We are providing this update from a previous post on a question that prospective clients routinely ask pertaining to the number of treatments they are ‘allowed’ according to their insurer.

To put it simply the ’21 treatment’ limit is simply not the case.

The regulations provide that you are entitled to 21 treatments (which may include massage/acupuncture etc.,) recommended by either a physician, chiropractor or physiotherapist. These treatments must be paid for by your insurer to the treatment provider. After you have exhausted the first 21 treatments you are entitled to be reimbursed for further treatments that are deemed essential (by your treating physician/doctor). Here’s the relevant portion from the Section B part of your insurance policy (everyone’s policy is the same) :

[the insurer shall pay]…all reasonable expenses incurred within 2 years from the date of the accident as a result of those injuries… necessary medical, surgical, chiropractic, dental, hospital, psychological, physical therapy, occupational therapy, massage therapy, acupuncture, professional nursing and ambulance services and, in addition, for other services and supplies that are, in the opinion of the Insured person’s attending physician and in the opinion of the Insurer’s medical advisor, essential for the treatment or rehabilitation of the Injured person, to the limit 01 $50,000 per person.

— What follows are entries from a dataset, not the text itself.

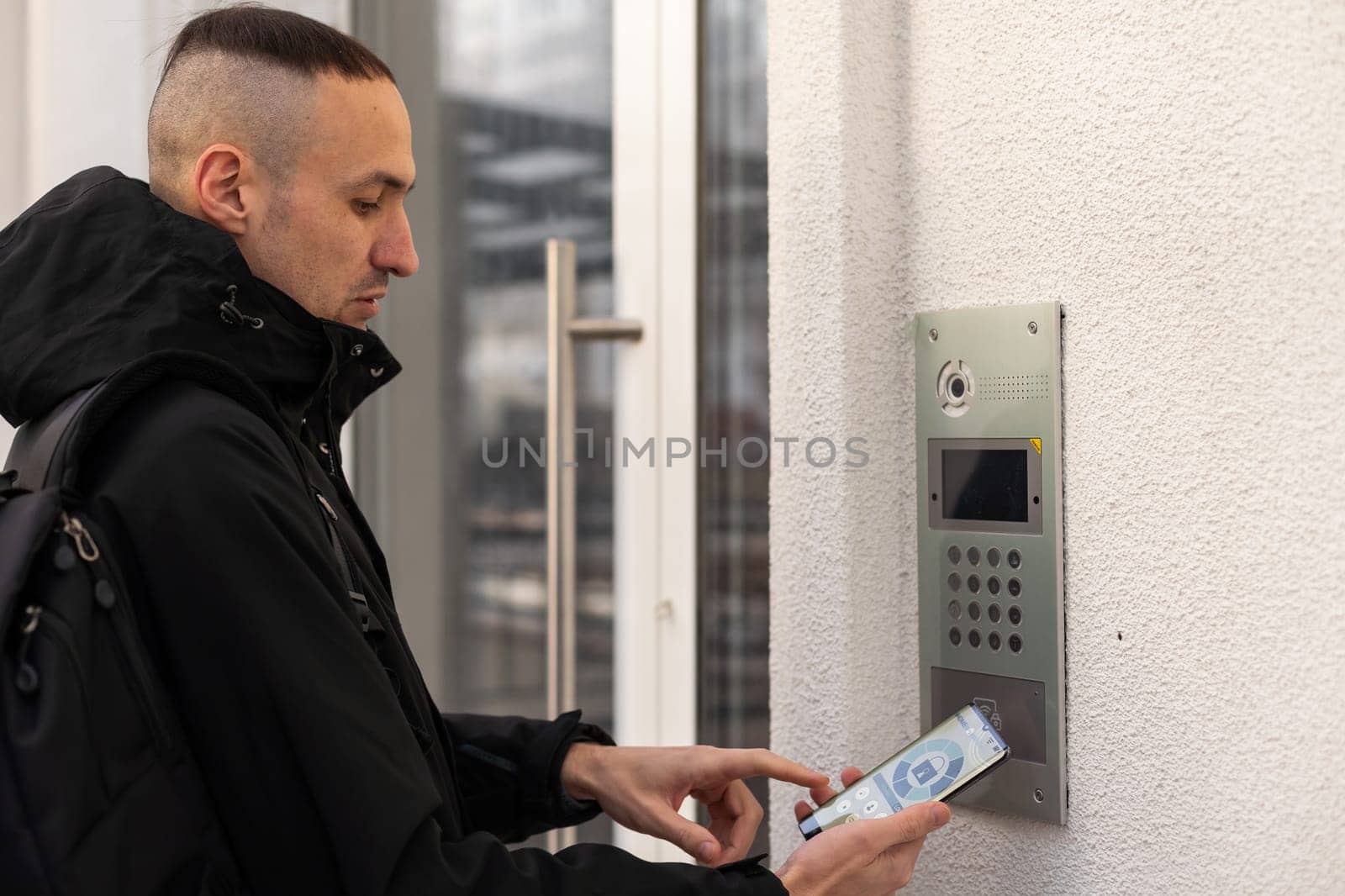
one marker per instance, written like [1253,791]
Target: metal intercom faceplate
[990,541]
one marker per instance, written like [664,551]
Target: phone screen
[934,767]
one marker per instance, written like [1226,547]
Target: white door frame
[654,210]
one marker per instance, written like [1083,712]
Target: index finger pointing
[750,763]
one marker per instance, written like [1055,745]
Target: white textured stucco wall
[1174,174]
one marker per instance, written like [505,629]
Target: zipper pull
[84,541]
[326,506]
[26,678]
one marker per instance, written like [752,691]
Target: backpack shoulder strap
[47,451]
[37,441]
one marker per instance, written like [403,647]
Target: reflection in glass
[735,688]
[526,111]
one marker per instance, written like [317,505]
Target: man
[279,166]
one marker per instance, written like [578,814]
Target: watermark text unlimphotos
[750,452]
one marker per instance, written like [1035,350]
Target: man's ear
[219,181]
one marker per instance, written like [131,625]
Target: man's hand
[865,857]
[643,788]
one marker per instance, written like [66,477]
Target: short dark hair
[293,40]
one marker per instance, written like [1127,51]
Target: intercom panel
[990,541]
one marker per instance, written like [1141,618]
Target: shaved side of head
[245,76]
[210,98]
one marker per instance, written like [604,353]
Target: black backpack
[98,788]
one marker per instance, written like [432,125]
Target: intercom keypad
[994,586]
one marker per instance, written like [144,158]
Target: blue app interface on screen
[954,751]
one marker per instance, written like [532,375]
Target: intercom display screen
[934,767]
[985,485]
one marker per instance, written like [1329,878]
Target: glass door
[591,221]
[515,567]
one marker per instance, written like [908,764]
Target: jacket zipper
[129,647]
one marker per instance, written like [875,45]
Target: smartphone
[954,754]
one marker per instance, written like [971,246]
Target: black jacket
[329,763]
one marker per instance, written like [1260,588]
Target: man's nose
[396,252]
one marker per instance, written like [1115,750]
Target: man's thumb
[692,838]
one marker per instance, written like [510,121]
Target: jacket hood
[101,272]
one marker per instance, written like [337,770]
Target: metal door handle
[562,329]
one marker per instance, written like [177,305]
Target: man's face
[335,229]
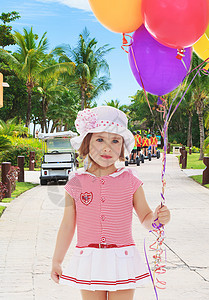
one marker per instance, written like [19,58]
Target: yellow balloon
[122,16]
[207,31]
[201,47]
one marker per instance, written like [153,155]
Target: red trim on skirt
[131,280]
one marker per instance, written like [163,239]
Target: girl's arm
[145,214]
[64,236]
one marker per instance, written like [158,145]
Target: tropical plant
[26,62]
[90,63]
[5,143]
[113,103]
[11,128]
[6,37]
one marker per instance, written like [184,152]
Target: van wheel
[43,182]
[138,161]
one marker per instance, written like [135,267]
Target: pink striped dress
[104,207]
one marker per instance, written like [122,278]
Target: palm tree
[12,128]
[63,110]
[113,103]
[90,62]
[5,143]
[200,89]
[31,62]
[26,62]
[206,141]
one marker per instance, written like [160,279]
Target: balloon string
[125,42]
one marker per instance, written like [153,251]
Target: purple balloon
[160,70]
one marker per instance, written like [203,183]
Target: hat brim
[122,131]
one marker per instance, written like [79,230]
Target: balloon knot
[124,40]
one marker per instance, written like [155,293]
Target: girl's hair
[84,148]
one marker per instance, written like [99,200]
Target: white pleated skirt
[107,269]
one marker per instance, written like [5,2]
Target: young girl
[106,263]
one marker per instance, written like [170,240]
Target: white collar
[114,174]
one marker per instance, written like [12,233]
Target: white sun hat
[102,119]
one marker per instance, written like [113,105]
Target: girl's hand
[162,214]
[56,272]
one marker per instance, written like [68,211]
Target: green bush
[195,149]
[23,150]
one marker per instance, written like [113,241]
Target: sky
[64,20]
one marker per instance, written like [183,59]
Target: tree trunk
[189,135]
[82,99]
[202,134]
[27,124]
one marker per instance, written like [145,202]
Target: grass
[198,179]
[35,169]
[2,208]
[21,187]
[193,161]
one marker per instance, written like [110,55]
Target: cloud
[80,4]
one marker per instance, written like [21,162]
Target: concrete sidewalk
[29,226]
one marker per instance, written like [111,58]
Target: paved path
[28,230]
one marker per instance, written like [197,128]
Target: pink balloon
[176,23]
[160,70]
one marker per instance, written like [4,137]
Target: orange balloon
[207,31]
[201,47]
[118,15]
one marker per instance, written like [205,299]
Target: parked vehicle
[59,158]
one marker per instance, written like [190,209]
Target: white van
[59,158]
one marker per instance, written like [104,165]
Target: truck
[59,158]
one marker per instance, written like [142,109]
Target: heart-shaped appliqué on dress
[86,198]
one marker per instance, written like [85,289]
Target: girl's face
[105,148]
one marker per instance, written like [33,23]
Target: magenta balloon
[159,68]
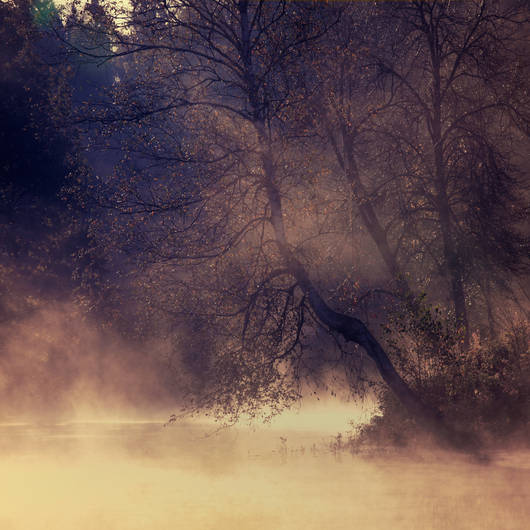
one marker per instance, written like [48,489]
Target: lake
[132,476]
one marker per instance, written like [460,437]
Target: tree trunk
[354,330]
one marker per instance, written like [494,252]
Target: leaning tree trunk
[354,330]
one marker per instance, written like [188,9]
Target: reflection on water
[144,476]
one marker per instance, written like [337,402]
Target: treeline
[281,188]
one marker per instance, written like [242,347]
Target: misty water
[131,476]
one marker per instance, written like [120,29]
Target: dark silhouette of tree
[214,197]
[40,173]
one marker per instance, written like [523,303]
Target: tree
[216,195]
[461,93]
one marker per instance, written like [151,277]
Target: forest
[245,201]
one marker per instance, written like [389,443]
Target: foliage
[484,388]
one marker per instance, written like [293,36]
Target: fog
[146,476]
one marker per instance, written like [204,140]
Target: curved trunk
[354,330]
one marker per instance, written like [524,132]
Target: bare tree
[216,193]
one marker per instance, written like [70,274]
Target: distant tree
[461,96]
[215,196]
[40,170]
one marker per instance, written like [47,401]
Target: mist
[264,264]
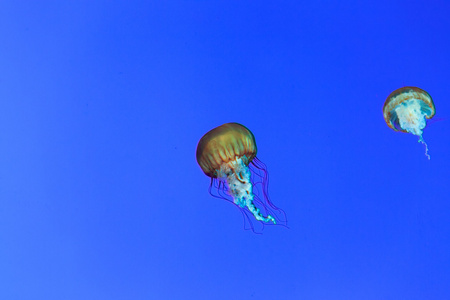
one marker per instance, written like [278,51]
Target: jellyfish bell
[227,154]
[407,109]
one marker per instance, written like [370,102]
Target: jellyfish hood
[224,144]
[402,95]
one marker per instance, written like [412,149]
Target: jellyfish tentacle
[241,188]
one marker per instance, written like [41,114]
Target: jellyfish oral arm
[412,118]
[237,177]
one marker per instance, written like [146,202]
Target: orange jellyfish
[227,154]
[407,110]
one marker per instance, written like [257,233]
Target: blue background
[103,103]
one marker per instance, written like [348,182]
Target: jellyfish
[407,110]
[227,154]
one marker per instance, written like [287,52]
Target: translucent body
[407,110]
[225,154]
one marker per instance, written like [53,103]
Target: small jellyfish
[227,154]
[407,110]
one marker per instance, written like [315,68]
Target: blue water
[102,105]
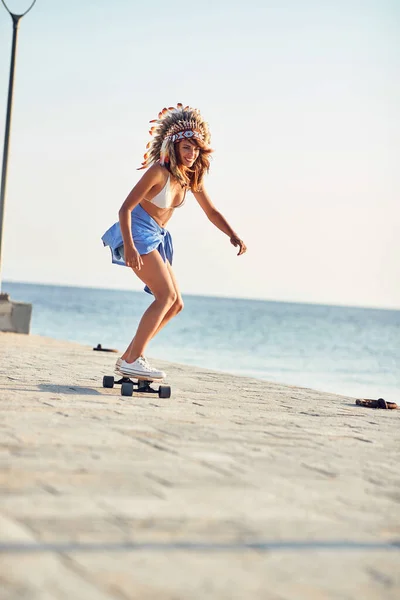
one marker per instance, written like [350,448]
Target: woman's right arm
[150,179]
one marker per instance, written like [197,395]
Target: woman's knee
[167,298]
[178,305]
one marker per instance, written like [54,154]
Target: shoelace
[143,362]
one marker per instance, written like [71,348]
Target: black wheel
[108,381]
[127,388]
[164,391]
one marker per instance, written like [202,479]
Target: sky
[302,98]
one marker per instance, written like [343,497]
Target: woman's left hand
[236,241]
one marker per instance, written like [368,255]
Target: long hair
[172,126]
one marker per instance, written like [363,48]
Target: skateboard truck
[143,386]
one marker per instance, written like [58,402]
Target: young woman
[179,158]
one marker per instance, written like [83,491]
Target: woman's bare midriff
[160,215]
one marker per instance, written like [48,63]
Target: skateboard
[143,386]
[380,403]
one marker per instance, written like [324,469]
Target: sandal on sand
[380,403]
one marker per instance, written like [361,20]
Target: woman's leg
[154,273]
[177,305]
[172,312]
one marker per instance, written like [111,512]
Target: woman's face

(2) Notwithstanding provision (1),
(a) expenses payable in respect of chiropractic services provided under provision (1 )(b) are limited to $750 per person;
(b) expenses payable in respect of massage therapy services provided under provision (1)(b) are limited to $250;
(c) expenses payable in respect of acupuncture services provided under provision (1 )(b) are limited to $250.

Note that there is no effective limit on physiotherapy expenses (i.e. like the ones for chiropractic, massage and acupuncture). The way that your insurance company will likely try to get out of paying for the ongoing treatment (i.e. beyond the first 21 treatments) is to send you to their own ‘medical advisor’ in the expectation that the report will say ‘take two aspirin and you’ll be fine in the morning’.

Talk to a lawyer if you get into an argument with your insurer over the benefits that you are entitled to.